24 luglio 2017
La fine della mia ultima relazione mi ha destabilizzato moltissimo, tanto da non riconoscermi più. Non ho mai voluto chiuderla, lo amavo alla follia: volevo lui, problemi compresi. Questa separazione, sommatasi a quelle subite precedentemente, ha ampliato un vuoto dentro me. Mi sono sentita impotente e non sono ancora riuscita ad accettarlo del tutto.
La parte più complessa del distacco non è la perdita della persona amata, ma lo smarrimento di un frammento di te stesso. Ti senti espropriato di qualcosa che un tempo faceva parte di te. Allora come riappropriarsene?
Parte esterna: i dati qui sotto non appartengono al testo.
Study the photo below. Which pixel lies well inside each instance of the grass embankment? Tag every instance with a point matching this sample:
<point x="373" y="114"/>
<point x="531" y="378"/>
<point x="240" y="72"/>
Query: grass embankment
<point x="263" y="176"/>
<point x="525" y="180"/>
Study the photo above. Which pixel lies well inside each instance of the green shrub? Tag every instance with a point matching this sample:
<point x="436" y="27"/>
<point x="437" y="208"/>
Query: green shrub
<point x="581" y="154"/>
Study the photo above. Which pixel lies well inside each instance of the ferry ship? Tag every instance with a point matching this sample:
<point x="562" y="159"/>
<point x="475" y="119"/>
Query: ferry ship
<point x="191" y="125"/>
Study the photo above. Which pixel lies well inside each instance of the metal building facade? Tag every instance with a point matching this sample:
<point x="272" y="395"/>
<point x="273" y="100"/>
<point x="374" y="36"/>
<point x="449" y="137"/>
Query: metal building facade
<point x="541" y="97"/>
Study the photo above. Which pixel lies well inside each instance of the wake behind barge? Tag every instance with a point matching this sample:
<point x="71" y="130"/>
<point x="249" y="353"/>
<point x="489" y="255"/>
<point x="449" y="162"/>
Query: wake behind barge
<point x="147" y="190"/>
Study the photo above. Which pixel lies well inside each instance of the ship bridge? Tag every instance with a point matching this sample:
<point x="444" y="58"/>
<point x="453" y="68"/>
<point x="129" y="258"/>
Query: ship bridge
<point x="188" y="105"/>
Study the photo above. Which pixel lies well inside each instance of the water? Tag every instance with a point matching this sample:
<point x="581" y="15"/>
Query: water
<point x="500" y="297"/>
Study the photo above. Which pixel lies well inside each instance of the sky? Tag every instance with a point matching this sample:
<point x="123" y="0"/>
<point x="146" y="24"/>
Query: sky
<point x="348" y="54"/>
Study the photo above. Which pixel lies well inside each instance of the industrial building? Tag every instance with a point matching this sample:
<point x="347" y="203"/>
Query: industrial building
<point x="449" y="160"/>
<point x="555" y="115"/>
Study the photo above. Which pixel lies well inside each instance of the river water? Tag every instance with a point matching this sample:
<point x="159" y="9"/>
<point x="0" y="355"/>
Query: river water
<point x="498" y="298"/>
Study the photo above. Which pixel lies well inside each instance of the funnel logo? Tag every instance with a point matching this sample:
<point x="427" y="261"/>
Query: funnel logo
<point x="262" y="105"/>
Parte della nostra identità si costruisce e distrugge in funzione delle relazioni che intratteniamo. Il distacco da qualcuno (o qualcosa), tema centrale del libro sopracitato, può essere fertile o sterile. Renderlo fecondo, significa quindi ricostruire la propria identità perduta.
Questo processo lungo e articolato include rifiuto, blocchi emotivi ed esitazioni. Sta a noi la volontà di percorrerlo, lasciando che il distacco porti i suoi frutti e non si sedimenti in fondo al cuore. Bisogna essere pazienti e concedersi il tempo necessario per accettare. Alla fine saremo più forti e disposti a intraprendere nuove relazioni.
La citazione è tratta dal libro “Distacchi e altri adii” della psicoterapeuta Gianna Schelotto.
Ciao Shelinz, mi spiace per il vuoto che si è creato dentro di te. Ti auguro di riuscire a gestire al meglio il distacco in modo da trarne il meglio.
Mi hanno colpito queste parole: “La parte più complessa del distacco non è la perdita della persona amata, ma lo smarrimento di un frammento di te stesso. Ti senti espropriato di qualcosa che un tempo faceva parte di te.”
Parole che parlano in un certo senso egoisticamente, ma in effetti direi proprio che è così. Non credo possa essere altrimenti, cioè quando sei coinvolto vedi le cose sotto un’altra prospettiva… l’alternativa è farsi coinvolgere poco, mettere un freno, ma non mi piace.